Charles Culp, operations manager for Peregrine, testified about the usual and customary manner of delivery to their customers. He testified that the steel is stored in public warehouses throughout the city, and that when a customer orders steel, a sales order is sent to a specific warehouse authorizing release of the steel to the customer's own truck or a common carrier. When the steel is picked up, the warehouse prepares a shipping ticket or bill of lading that is sent to Peregrine. Based on these documents, an invoice is prepared and mailed to the customer. Culp also testified that he personally verifies that the steel is either delivered or picked up by the customer before an invoice is prepared.
In University Sav. Loan Ass'n v. Sec. Lumber Co., 423 S.W.2d 287 (Tex. 1968), the supreme court held that invoices, plus testimony that the invoices were prepared from delivery tickets that were returned after delivery of the loaded materials, were sufficient to establish delivery. Here, we hold that the invoices addressed to Tufbilt, coupled with testimony regarding Peregrine's business practices explaining how the invoices were generated, and Leervig's express and implied admissions, are sufficient to raise a jury issue regarding delivery. Thus, we hold that the trial court erred in instructing a verdict against Peregrine.

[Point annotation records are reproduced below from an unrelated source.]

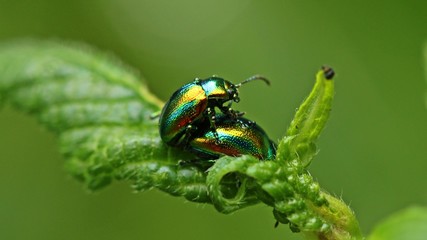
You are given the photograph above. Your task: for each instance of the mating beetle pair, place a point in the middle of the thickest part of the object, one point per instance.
(189, 121)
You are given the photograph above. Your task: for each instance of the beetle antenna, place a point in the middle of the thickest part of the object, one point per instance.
(253, 78)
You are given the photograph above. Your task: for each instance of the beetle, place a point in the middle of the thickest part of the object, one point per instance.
(194, 103)
(236, 137)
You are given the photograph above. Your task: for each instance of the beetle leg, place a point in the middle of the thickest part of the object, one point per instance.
(212, 119)
(230, 112)
(189, 130)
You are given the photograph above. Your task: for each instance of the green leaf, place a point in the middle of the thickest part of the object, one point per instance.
(101, 112)
(408, 224)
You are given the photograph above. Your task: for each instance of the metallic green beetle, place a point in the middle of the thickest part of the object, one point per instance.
(194, 104)
(236, 137)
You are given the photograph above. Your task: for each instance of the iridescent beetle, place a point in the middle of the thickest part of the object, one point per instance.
(236, 137)
(194, 103)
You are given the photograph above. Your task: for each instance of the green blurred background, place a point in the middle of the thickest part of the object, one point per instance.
(373, 150)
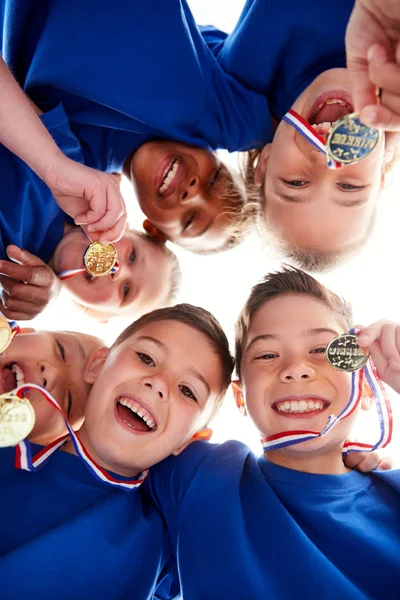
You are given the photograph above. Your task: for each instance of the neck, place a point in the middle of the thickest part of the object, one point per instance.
(118, 469)
(328, 463)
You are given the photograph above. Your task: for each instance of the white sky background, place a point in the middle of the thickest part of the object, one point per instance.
(221, 283)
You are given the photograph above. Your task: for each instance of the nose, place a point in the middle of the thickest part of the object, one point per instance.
(190, 189)
(157, 386)
(297, 371)
(48, 375)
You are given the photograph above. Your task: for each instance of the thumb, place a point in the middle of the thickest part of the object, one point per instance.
(23, 257)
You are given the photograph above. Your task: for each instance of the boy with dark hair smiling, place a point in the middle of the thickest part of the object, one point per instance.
(82, 536)
(295, 522)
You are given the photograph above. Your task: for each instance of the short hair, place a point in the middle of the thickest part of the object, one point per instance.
(243, 214)
(175, 278)
(289, 280)
(200, 319)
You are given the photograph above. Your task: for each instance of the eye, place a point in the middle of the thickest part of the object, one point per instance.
(296, 183)
(349, 187)
(320, 350)
(125, 290)
(187, 392)
(132, 257)
(145, 359)
(189, 221)
(61, 349)
(267, 356)
(215, 178)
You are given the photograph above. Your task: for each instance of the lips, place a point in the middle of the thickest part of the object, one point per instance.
(13, 375)
(169, 176)
(330, 107)
(303, 406)
(134, 415)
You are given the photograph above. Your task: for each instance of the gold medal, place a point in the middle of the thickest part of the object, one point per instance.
(99, 260)
(349, 141)
(344, 354)
(17, 419)
(5, 334)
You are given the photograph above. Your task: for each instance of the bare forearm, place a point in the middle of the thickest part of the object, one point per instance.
(21, 130)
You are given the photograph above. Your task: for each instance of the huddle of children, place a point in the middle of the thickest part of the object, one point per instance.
(133, 505)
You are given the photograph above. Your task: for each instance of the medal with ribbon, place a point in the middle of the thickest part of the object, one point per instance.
(25, 460)
(344, 354)
(348, 141)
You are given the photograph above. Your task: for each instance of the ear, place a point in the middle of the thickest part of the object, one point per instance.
(95, 364)
(261, 167)
(153, 231)
(367, 398)
(238, 395)
(26, 330)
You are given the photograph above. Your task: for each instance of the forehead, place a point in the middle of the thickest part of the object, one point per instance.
(292, 314)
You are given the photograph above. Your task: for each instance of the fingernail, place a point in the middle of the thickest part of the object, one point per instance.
(369, 115)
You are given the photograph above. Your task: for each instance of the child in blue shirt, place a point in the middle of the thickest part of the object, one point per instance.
(55, 360)
(160, 382)
(36, 223)
(294, 522)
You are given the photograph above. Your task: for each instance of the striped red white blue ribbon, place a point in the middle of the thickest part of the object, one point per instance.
(25, 460)
(305, 129)
(383, 408)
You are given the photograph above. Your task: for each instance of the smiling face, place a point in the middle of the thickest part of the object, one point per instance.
(288, 384)
(55, 360)
(306, 204)
(150, 395)
(184, 192)
(142, 282)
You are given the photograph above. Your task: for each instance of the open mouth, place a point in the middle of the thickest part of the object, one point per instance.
(303, 406)
(13, 376)
(168, 176)
(329, 108)
(135, 415)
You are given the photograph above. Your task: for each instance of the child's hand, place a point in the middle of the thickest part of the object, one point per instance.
(92, 198)
(367, 461)
(383, 342)
(28, 286)
(373, 58)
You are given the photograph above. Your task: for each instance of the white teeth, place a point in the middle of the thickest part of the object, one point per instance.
(19, 374)
(169, 175)
(299, 406)
(139, 410)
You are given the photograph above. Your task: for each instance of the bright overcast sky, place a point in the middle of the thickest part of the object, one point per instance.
(221, 283)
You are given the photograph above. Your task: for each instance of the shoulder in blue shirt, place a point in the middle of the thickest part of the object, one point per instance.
(29, 215)
(66, 535)
(261, 531)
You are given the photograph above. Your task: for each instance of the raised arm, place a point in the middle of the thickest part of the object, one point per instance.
(88, 196)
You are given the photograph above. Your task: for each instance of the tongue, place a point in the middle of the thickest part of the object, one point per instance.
(331, 113)
(131, 419)
(9, 380)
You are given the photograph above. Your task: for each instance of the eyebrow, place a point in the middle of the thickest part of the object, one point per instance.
(308, 333)
(164, 347)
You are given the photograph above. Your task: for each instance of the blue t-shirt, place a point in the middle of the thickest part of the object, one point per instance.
(278, 48)
(128, 71)
(29, 215)
(246, 529)
(64, 535)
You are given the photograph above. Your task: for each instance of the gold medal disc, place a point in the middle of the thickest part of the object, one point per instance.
(350, 141)
(99, 260)
(17, 419)
(344, 354)
(5, 334)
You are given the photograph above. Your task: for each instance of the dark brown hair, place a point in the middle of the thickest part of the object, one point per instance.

We also sustain Peregrine's second point of error, which complains of the trial court's failure to admit letters from Leervig's attorney, allegedly admitting the debt. Peregrine's exhibits 5, 6, 7, and 44 were excluded on arguments that they were irrelevant, would adversely affect the jury, implied facts that were within the province of jury determination, and were not supported by the evidence presented. Although we do not express an opinion on whether these letters might have been excluded on some other ground, the basis of their exclusion at trial was erroneous because an inference that the account existed and was due could also have been drawn from Leervig's attorney's letters. See Davis v. Gilmore, 244 S.W.2d 671, 679 (Tex.Civ.App.-San Antonio 1951, writ ref'd).
The judgment is reversed, and the cause remanded.